Run Settings
Model
Choose the foundational model for your task. Models vary in capabilities (reasoning, creativity), context window size, speed, and cost.
Considerations:
- Capability: Pro versions generally offer superior reasoning and instruction following. "Preview" or "Experimental" models offer the latest features but may change.
- Use Cases:
- Flash: Ideal for high-volume, low-latency tasks (e.g., quick summarization, chat).
- Pro: Good for complex tasks requiring deep understanding (e.g., detailed analysis, creative content).
- Context Window: The amount of information (text, images, etc.) the model can process. Larger is better for complex prompts or long documents.
- Speed & Cost: Flash models are faster and often cheaper.

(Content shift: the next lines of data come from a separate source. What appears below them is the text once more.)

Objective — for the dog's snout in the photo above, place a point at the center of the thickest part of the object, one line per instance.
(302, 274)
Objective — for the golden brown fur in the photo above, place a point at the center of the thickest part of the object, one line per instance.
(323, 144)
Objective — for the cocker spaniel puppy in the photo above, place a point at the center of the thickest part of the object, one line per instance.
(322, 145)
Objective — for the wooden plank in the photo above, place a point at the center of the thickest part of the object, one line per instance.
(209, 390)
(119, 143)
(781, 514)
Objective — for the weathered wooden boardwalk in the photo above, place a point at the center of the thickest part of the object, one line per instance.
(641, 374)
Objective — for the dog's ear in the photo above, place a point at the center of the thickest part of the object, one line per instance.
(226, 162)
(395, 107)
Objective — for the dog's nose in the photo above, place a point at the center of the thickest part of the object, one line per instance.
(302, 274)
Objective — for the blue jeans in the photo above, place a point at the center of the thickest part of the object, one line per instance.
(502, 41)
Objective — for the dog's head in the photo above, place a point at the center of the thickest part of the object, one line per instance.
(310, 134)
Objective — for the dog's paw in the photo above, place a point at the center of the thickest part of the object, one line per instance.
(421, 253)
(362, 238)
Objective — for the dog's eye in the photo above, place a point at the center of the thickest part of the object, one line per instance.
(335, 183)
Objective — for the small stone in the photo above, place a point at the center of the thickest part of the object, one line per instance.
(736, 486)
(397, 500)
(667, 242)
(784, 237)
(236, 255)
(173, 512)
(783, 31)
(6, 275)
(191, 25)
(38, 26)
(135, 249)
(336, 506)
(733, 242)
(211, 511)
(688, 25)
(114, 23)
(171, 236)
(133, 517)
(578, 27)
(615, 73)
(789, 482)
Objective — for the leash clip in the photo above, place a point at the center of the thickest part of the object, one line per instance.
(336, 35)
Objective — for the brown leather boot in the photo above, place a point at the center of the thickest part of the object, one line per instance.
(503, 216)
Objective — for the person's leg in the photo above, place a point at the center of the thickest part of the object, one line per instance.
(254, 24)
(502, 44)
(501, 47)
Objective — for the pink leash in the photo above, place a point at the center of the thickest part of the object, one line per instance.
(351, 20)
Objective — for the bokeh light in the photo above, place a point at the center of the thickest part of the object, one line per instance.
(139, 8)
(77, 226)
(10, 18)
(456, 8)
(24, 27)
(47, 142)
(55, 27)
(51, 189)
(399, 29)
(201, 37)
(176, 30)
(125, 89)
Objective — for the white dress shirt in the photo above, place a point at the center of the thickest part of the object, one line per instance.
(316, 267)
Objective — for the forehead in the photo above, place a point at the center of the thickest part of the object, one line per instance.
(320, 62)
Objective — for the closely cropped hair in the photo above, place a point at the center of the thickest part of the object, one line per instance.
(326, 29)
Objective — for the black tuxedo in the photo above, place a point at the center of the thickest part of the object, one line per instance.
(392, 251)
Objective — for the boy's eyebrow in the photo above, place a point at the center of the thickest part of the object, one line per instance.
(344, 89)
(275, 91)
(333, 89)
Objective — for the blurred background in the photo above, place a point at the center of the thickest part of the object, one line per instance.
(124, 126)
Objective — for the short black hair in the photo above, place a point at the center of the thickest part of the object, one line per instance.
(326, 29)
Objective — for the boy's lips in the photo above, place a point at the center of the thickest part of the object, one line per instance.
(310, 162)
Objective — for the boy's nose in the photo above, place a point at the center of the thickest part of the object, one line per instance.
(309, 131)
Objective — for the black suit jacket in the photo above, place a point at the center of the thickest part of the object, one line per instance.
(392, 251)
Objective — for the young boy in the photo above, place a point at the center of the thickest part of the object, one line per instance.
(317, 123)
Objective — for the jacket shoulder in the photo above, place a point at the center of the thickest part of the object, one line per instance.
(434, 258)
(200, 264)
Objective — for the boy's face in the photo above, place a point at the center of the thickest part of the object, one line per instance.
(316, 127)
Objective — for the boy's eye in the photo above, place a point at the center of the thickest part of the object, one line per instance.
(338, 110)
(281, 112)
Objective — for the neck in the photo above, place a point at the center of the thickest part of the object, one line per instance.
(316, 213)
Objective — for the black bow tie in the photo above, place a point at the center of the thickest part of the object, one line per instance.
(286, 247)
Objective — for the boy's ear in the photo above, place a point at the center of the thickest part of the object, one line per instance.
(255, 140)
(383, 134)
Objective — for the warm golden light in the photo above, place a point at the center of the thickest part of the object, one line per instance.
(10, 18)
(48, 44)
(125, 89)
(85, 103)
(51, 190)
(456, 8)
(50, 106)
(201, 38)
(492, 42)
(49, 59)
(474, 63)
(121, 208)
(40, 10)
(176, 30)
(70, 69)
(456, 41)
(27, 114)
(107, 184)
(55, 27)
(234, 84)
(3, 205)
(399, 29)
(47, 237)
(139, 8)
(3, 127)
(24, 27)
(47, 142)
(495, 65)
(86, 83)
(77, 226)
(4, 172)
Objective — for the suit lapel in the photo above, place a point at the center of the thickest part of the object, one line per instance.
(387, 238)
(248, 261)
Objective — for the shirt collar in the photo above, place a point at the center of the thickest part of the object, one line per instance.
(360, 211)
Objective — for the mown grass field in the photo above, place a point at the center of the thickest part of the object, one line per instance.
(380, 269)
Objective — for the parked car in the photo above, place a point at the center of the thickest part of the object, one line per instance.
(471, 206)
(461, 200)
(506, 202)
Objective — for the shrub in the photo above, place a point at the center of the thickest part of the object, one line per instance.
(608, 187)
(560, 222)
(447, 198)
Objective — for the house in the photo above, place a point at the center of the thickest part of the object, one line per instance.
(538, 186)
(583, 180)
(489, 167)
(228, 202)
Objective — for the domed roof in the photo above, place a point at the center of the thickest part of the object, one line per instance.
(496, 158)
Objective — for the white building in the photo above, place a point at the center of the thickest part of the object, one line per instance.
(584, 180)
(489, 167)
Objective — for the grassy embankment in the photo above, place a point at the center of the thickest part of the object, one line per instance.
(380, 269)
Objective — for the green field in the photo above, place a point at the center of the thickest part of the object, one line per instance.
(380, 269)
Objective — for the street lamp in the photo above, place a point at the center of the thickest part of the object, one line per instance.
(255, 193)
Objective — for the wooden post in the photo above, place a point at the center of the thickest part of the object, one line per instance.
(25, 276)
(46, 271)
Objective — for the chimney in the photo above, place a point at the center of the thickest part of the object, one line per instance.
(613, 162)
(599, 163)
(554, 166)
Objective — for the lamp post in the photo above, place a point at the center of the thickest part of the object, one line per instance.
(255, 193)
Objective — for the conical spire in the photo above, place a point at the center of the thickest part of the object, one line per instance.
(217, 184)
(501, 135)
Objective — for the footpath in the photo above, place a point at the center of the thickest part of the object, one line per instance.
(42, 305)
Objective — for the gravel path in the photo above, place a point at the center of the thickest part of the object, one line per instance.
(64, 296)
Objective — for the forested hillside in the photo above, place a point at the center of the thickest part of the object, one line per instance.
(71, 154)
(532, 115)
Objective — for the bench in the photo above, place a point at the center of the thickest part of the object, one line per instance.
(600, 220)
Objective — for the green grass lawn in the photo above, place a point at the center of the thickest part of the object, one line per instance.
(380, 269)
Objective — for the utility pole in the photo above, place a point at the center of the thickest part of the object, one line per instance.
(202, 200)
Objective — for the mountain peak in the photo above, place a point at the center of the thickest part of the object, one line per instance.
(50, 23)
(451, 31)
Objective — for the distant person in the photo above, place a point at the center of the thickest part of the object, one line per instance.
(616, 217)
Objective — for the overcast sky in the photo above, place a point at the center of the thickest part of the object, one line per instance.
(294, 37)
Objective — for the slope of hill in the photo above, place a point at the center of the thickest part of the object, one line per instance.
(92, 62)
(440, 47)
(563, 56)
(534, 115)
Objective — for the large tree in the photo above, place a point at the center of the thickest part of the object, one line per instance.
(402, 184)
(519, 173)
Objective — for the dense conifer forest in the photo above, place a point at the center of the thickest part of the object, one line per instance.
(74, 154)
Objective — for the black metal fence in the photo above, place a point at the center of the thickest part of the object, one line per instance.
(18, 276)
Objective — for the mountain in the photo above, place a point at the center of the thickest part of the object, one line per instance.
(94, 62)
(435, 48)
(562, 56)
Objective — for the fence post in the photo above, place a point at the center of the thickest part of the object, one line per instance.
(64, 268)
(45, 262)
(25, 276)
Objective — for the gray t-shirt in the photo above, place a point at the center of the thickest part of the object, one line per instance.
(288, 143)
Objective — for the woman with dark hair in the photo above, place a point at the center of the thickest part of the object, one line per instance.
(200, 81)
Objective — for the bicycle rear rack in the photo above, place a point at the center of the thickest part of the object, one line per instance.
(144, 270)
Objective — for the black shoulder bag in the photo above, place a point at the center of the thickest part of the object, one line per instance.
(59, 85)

Pro models are more powerful but may have higher latency/cost.
Token count 0 / 1,048,576
Tracks tokens used by your input (prompt, files) against the model's limit. 1 token ≈ 4 chars or 0.75 words in English.
Understanding Tokens:
- Both your input (prompt, files, images) and the model's output consume tokens.
- Exceeding limits causes errors or truncated output. Monitor closely, especially with large inputs.
- Images also consume tokens, varying by size/complexity.
- Pitfall: Forgetting that system instructions and previous conversation turns also count towards tokens in multi-turn scenarios.
Temperature
Controls output randomness. Low = focused & deterministic. High = creative & diverse. Affects token probability scaling.
Typical Ranges & Use Cases:
- 0.0 - 0.3 (Low): More factual, predictable. Good for code generation, summarization, Q&A, data extraction. Output is highly consistent.
- 0.4 - 0.7 (Balanced): Good for general tasks, creative writing with some constraints.
- 0.8 - 1.0+ (High, up to 2.0): Highly creative, diverse, surprising. Good for brainstorming, poetry, novel ideas. Risk of incoherence or topic drift increases.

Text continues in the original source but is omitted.